Laporan Akhir Tahun ICW 2022
Awal tahun 2023 Pemerintah Jokowi kembali mendapat kado buruk soal pemberantasan korupsi dimana Indeks persepsi Korupsi (IPK) Indonesia terjun bebas dari skor 38 menjadi skor 34 atau berada di peringkat 110 dari 180 negara. Menurut catatan TI Indonesia, peringkat Indonesia kini berada di posisi1/3 negara terkorup di dunia dan di Asia Tenggara berada jauh di bawah Singapura, Malaysia, Timor Leste, Vietnam dan Thailand.
Menurunnya IPK Indonesia merupakan kali kedua dimasa Pemerintahan Jokowi, sebelumnya juga pernah terjadi di tahun 2020 dimana perolehan skor IPK merosot menjadi skor 37 dari skor 40 di tahun 2019. Sempat IPK naik kembali di tahun 2021 namun kembali terjun bebas tahun 2022. Itu berarti perkembangan peringkat korupsi Indonesia di era Jokowi bisa dikatakan kembali ke titik nol, karena posisi peringkatnya sama dengan diawal pemerintahannya tahun 2014.
Situasi ini tak terlalu mengejutkan karena komitmen Jokowi terhadap pemberantasan korupsi memang semakin surut. Hal in terefleksi dari prioritas kerja Presiden 2019-2024 yang tidak lagi menyinggung soal pemberantasan korupsi. Berbeda sekali dengan agenda Nawacita yang diusung pada awal jabatannya dimana secara detail disebutkan "Menolak negara lemah dengan melakukan reformasi sistem dan penegakan hukum yang bebas korupsi, bermartabat dan terpercaya".
Surutnya prioritas kerja terhadap pemberantasan korupsi pada akhirnya terkonfirmasi ketika teriadi revisi UU KPK dan rekayasa Tes Wawasan Kebangsaan (TWK) terhadap para pegawai KPK. Langkah berani yang diharapkan lahir dari Jokowi untuk mengeluarkan Peraturan Pemerintah Pengganti Undang-Undang untuk menyelamatkan KPK akhirnya tak pernah hadir. Bahkan temuan Ombudsman tentang adanya maladministrasi dalam TWK juga tak membuat Jokowi membatalkan TWK.
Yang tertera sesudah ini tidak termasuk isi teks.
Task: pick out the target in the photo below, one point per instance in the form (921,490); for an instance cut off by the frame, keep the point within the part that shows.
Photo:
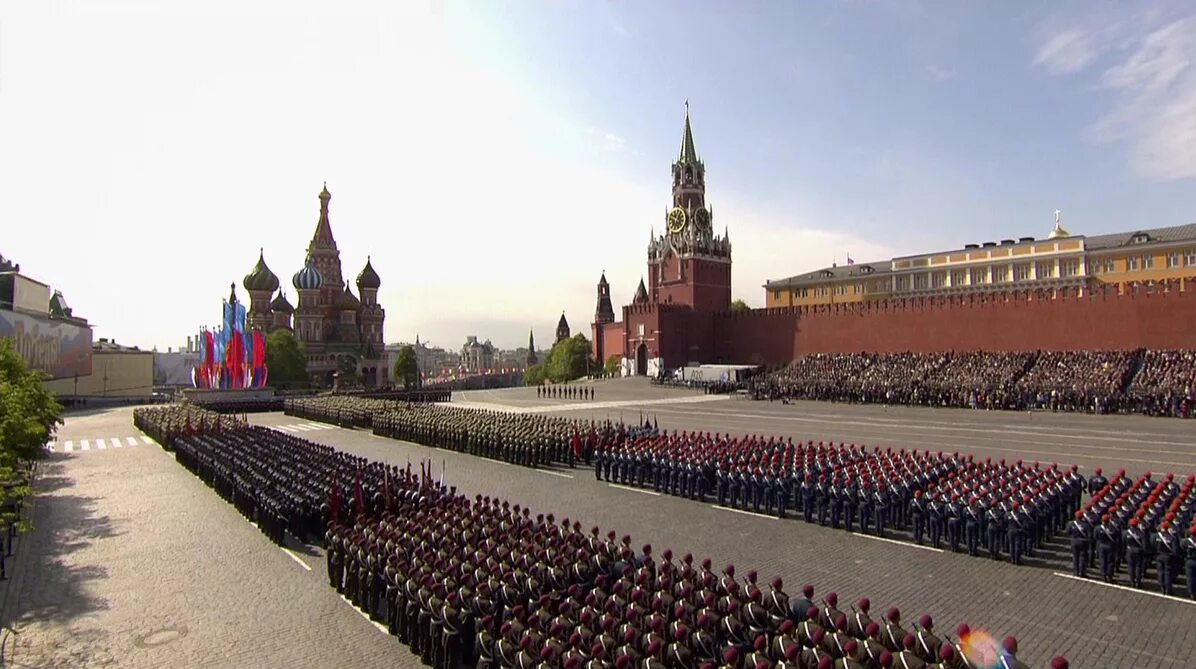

Siapa menabur angin, akan menuai badai, menjadi pepatah yang paling tepat untuk menggambarkan lemahnya komitmen antikorupsi Presiden, membiarkan marakya potensi konflik kepentingan dan rangkap jabatan pejabat publik, aparatur birokrasi dengan rekening gendut baik di pusat dan daerah. Bahkan belakangan terbongkar kasus korupsi proyek startegis nasional BTS 4G yang melibatkan Menkominfo Jhonny G Plate sebagai tersangka. Maka tak heran jika persepsi masyarakat internasional kepada Indonesia sebagai salah satu negara terkorup menguat kembali.
Pada sisi lain aparatur penegak hukum justru mempertontonkan lemahnya integritas, misalnya saja pengunduran diri Lili Pintauli sebagai wakil komisioner KPK karena diduga kuat menerima gratifikasi dari BUMN untuk menonton gelaran Moto GP Mandalika, serta terjeratnya hakim agung dalam kasus jual beli perkara. Ironisnya rancangan UU Perampasan Aset yang telah menjadi program legislasi nasional serta sudah dikirimkan ke DPR justru tidak jelas kabarnya. Pemenuhan dan perlindungan hak sipil juga semakin mengkhawatirkan, fenomena hacking dan doxing terhadap aktivis masih terjadi. Bahkan jurnalis dan staf Narasi TV masih mengalami peretasan dan tak jelas penanganan hukumnya. Kriminalisasi Haris dan Fatia serta yang paling miris tent hilangnya nyawa PNS di Semarang, Jawa Tengah yang diduga karena statusnya sebagai saksi korupsi.
Realitas pemberantasan korupsi dan persepsi masyarakat internasional yang memburuk membutuhkan terobosan yang radikal, efektif dan efisien. Nah apakah upaya Menkopolhukam membentuk Tim Reformasi Hukum dapat meniadi jawaban atas realitas tersebut? Semoga tidak diadikan tameng atas komitmen sekedarnya pemerintah terhadap pemberantasan korupsi.